Walking out the back door, I shouted, “Girls, I’m going for a walk.”
From the living room I heard the thump of feet on the floor and the television being switched off as fourteen-year-old Niki and ten-year-old Tammie chorused, “We want to come, too!”
By the time I reached the end of the driveway, my daughters had caught up with me. The early fall evening sunshine was glorious and the sky a clear, deep blue. Crossing the bridge over the river, we headed up hill. Along the road were young poplars, their leaves quivering in the slight breeze. The sound they made was a murmuring background to my daughter’s chatter.
As we approached a culvert along the road, we heard a gurgling trickle of water. Many weeds grew in this damp ditch. I spotted one that was blooming and gingerly stepped over to pick one of its stems. I instructed my daughters, “This is a jewel weed. As kids, my friends and I called them ‘touch-me-not’ weeds. Look at their pretty orange blossoms. When their blossoms get old, they turn into seed pods.” Pointing to a fat, green pod on one of the branches I exclaimed, “Like that one!”
Tammie looked closely at the pod. Niki was leaning over her shoulder to see. I encouraged, “Touch the seed pod, Tammie.” The minute her finger touched it, the walls of the pod sprung open and the seeds within went flying in all directions. Tammie let out a small scream of surprise. I laughed.
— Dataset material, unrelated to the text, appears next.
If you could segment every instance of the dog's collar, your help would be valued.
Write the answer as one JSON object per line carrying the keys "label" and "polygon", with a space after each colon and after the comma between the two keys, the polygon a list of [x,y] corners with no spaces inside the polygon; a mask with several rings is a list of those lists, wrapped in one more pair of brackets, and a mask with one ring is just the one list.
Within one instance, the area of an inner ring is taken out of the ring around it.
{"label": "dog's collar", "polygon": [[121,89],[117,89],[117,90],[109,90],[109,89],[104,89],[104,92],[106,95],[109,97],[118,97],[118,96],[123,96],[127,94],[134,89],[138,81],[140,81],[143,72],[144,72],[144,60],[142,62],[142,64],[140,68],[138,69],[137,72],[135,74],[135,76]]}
Continuing on with our walk, Niki shared with me how school was going for her as a freshman. She urgently informed me, “In my health class we were told that people need to be touched in order to live and be healthy.” After a short pause she questioned, “Mom, why don’t you ever hug Grammie? She needs hugs so she can live long and be healthy.”
Surprised, I defensively explained, “Once I turned ten years of age, it seemed as if I’d outgrown that. I could tell Mom and Daddy loved me, but they just stopped hugging me about then…”
Niki urgently exclaimed, “Mom, we have to start hugging Grammie when we visit her. She needs hugs. The teacher and the text book said so!”
I loved hugging my children, but at age 42, with my daughter’s prompting, I began to hug my aging mother during our frequent visits. At first it felt awkward, but I think Mom grew to enjoy it.
My memories of Niki telling me what she was learning in freshman health class came back to me in a rush with our recent introduction to pandemic precautions. Shaking hands is discouraged. Touching doorknobs and anything else that other people touch increases the risk of being infected. If we do get contaminated with the virus, we could infect ourselves by touching our mouth, nose or eyes. Frequent and through hand washing is absolutely necessary.
Our busy, carefree lifestyles, moving from one store to another, attending plays, sport events, bars and classes quickly came to a screeching halt. We can’t totally stop the virus from spreading, but we need to slow down the spread so health care can keep up.
Hunkering down at home, unable to attend events, fearing what feels like the plague makes some people feel alone and isolated. In the news there seems to be nothing but bad things to hear regarding COVID 19 deaths, shortages and financial ruin resulting from business closings.
A hug right about now sure would be nice, but isn’t possible because one of us might be contagious! The pandemic won’t last forever, but right now no one sees the end in sight. Some people have a small, niggling paranoia that something more; something worse is on the horizon waiting to spring upon us.
While on that walk with my daughters back in 1992, we made several trips into the ditch to pick jewel weed stems. Like jack-in-the-boxes, one gentle touch made the pods abruptly spring open. We loved and were delighted by each surprising seed explosion. I’m looking forward to the time when hugging is legal again!